Pulmonary hypertension (PH) in heart failure with preserved ejection fraction (HFpEF) is a condition that is complex and heterogeneous. These include metabolic alterations, which have previously been associated with the development of HFpEF. Despite advances in clinical assessment, current recommendations and therapeutic to this common complication of HF remain suboptimal, with current guidelines advocating to treat underlying disease or comorbidities and no therapeutics approved for treatment by the Food and Drug Administration.
The beta-3 adrenergic receptor (β3AR) has been previously reported to affect metabolic dysregulation and beneficial effects for cardiac function and remodeling. Our preliminary data indicate that the β3AR agonist mirabegron reduces right ventricular systolic pressure (RVSP), an estimate of pulmonary artery pressure, in a dose-dependent fashion. To confirm the role of the β3AR in HFpEF-PH, we aim to test SR59230A, a selective β3AR antagonist, as well as other medications that improve metabolic dysfunction. These data may provide novel therapeutic targets for PH.
A previously developed mouse model involving AKR/J mice induced with left heart failure (HF-PH) that we successfully replicated will be used for this project. This model involves feeding the mice with a high-fat diet (HFD, 60% lipids/kcal) for 16-20 weeks. After this period, the mice have been shown to develop HFpEF, which progresses to PH. This recapitulates key clinical markers known to be present in patients with HFpEF-PH, including preserved ejection fraction, elevated end-diastolic pressure, right ventricular systolic pressure, and biventricular hypertrophy.

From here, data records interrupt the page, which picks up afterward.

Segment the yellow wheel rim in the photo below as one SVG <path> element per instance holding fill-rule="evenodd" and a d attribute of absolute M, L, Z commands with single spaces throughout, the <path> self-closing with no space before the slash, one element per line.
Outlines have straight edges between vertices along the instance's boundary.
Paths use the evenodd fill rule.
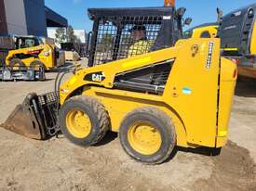
<path fill-rule="evenodd" d="M 81 110 L 69 111 L 66 116 L 66 126 L 70 134 L 76 138 L 87 137 L 91 131 L 88 116 Z"/>
<path fill-rule="evenodd" d="M 142 155 L 156 153 L 162 144 L 158 130 L 144 122 L 136 123 L 129 128 L 128 141 L 135 151 Z"/>

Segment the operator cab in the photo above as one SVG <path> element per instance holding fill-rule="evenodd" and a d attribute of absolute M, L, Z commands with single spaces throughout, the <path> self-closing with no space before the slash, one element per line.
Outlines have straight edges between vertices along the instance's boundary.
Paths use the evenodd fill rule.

The primary agents used in the course of the experiments will be SR59230A, dapagliflozin, metformin, and a placebo vehicle. All agents have been used in vivo, and a well-tolerated, clinically-relevant dose will be administered. These agents all have metabolic effects but via different mechanisms. The experimental agents will be delivered through ALZET osmotic pumps, implanted subcutaneously in the mice’s subscapular region. This allows for controlled, chronic delivery of test compounds to the mice for a period of 4 weeks.
The β3AR antagonist will be administered to explicate the mechanism of β3AR in HF- PH further. We hypothesize the β3AR antagonist will worsen the prognosis of the disease compared to control mice. We will also administer an SGLT2 inhibitor and metformin to determine if our previously observed PH-mitigating effects with β3AR agonism were specific to that receptor or if metabolic effects due to varying mechanisms improve PH. To evaluate HF-PH progression, the mice will undergo cardiac catheterization to measure right heart pressure and estimate pulmonary pressures for PH status. The mice will be euthanized after the procedure. Blood and tissue will be harvested immediately after euthanasia.